Wir hatten vor, den höchsten Berg der Färöer, den Slættaratindur (im zweiten Foto), zu besteigen, der 880 Meter hoch ist, und auf einer Höhe von etwa 500 Metern zu wandern. Als wir am Parkplatz ankamen, stellten wir jedoch fest, dass es so viel Schnee gab und so starker Wind wehte, dass es kein angenehmer Aufstieg werden würde. Aber bei schönem Wetter kann man von diesem Berg aus angeblich bis nach Island sehen.

Wir fuhren über einen Gebirgspass und fuhren zum Dorf Gjógv, das ein weiteres absolut unglaubliches Dorf am Meer ist. Dort gibt es auch ein süßes kleines Café, aber es war zu der Zeit geschlossen, also vielleicht beim nächsten Mal.

Am vermeintlich besten Tag der ganzen Woche erkundeten wir die Insel Kalsoy, die wir mit der Fähre überqueren mussten. Die meisten Inseln des Archipels sind durch Tunnel verbunden, aber in diesem Fall ist die Entfernung so groß, dass man ein Boot von der Stadt Klaksvík nehmen muss. Innerhalb der Insel Kalsoy wanderten wir dann zum Leuchtturm von Kallur, von dem aus man eine der besten Aussichten auf die gesamten Färöer Inseln hat. Es war ein etwa einstündiger Spaziergang mit leichter Steigung, allerdings war der vereiste Boden sehr rutschig, so dass gutes Schuhwerk ein Muss ist.
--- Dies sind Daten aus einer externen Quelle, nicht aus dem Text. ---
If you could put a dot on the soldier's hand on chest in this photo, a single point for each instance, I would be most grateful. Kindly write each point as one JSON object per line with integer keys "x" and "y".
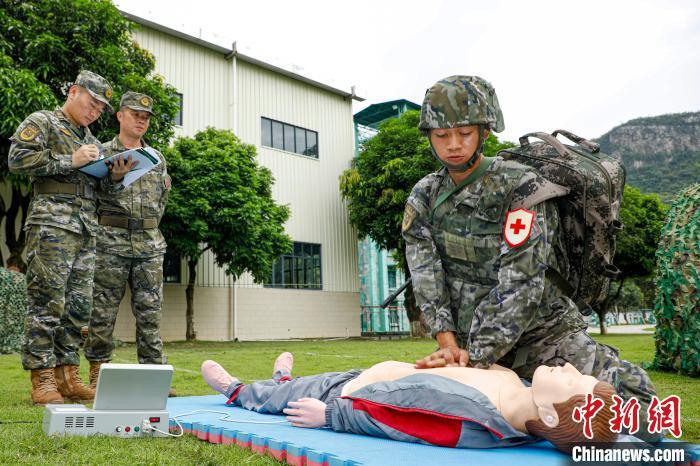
{"x": 85, "y": 154}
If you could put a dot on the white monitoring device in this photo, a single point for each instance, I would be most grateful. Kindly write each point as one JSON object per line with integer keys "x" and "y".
{"x": 130, "y": 401}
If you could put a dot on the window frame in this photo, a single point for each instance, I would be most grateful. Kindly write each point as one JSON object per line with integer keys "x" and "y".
{"x": 298, "y": 268}
{"x": 174, "y": 260}
{"x": 181, "y": 113}
{"x": 283, "y": 129}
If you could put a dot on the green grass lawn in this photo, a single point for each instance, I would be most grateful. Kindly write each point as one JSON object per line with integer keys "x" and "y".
{"x": 22, "y": 440}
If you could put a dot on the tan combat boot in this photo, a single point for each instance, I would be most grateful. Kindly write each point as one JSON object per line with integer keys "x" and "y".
{"x": 71, "y": 386}
{"x": 44, "y": 389}
{"x": 94, "y": 373}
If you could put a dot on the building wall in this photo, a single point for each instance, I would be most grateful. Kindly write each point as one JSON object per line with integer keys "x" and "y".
{"x": 309, "y": 186}
{"x": 201, "y": 75}
{"x": 261, "y": 314}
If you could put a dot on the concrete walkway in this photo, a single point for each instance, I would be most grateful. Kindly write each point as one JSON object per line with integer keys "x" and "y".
{"x": 624, "y": 329}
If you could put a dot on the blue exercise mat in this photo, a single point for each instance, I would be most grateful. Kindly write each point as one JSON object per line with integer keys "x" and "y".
{"x": 317, "y": 447}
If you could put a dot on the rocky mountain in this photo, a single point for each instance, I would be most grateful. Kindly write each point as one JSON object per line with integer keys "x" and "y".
{"x": 661, "y": 153}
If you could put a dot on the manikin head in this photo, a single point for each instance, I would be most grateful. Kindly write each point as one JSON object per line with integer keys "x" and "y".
{"x": 557, "y": 391}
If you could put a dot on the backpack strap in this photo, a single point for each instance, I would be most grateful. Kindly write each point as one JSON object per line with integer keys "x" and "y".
{"x": 590, "y": 145}
{"x": 534, "y": 189}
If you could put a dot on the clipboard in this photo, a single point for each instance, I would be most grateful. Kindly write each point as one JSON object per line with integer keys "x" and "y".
{"x": 146, "y": 156}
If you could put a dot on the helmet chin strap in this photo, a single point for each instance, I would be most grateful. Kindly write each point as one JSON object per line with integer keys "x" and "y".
{"x": 462, "y": 167}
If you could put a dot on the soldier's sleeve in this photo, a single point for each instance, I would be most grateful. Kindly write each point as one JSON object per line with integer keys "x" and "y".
{"x": 427, "y": 274}
{"x": 167, "y": 184}
{"x": 29, "y": 153}
{"x": 504, "y": 314}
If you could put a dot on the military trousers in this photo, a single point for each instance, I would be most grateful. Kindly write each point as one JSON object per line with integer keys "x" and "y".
{"x": 59, "y": 295}
{"x": 600, "y": 361}
{"x": 145, "y": 279}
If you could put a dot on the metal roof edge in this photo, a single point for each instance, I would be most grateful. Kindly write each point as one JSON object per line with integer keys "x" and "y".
{"x": 229, "y": 52}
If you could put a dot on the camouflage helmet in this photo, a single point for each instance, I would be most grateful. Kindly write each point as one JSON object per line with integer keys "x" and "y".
{"x": 461, "y": 101}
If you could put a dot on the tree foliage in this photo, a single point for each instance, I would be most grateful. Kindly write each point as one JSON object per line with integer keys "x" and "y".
{"x": 44, "y": 44}
{"x": 221, "y": 200}
{"x": 643, "y": 216}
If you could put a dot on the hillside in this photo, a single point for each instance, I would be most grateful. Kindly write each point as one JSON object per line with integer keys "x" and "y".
{"x": 661, "y": 153}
Wir hatten etwa eine halbe Stunde Zeit, bevor ein weiterer Schneeschauer kam. :)


Wir haben uns für eine Unterkunft im nördlichen Teil der Insel entschieden, um die andere Hälfte des Archipels zu erkunden. Es war eine hübsche AirBnb-Unterkunft in der Mitte des Dorfes Nes.
Im Norden widmeten wir den ganzen Tag der Fahrt durch die Teile von Vidoy, Bordoy und Kunoy.


Und schließlich hielten wir am Fossá-Wasserfall. Es regnete wieder den ganzen Tag, so dass es umso schöner war.

Am letzten Tag der Reise wurde noch einmal in der Hauptstadt geshoppt und dann zum Flughafen gefahren, um den Abendflug anzutreten.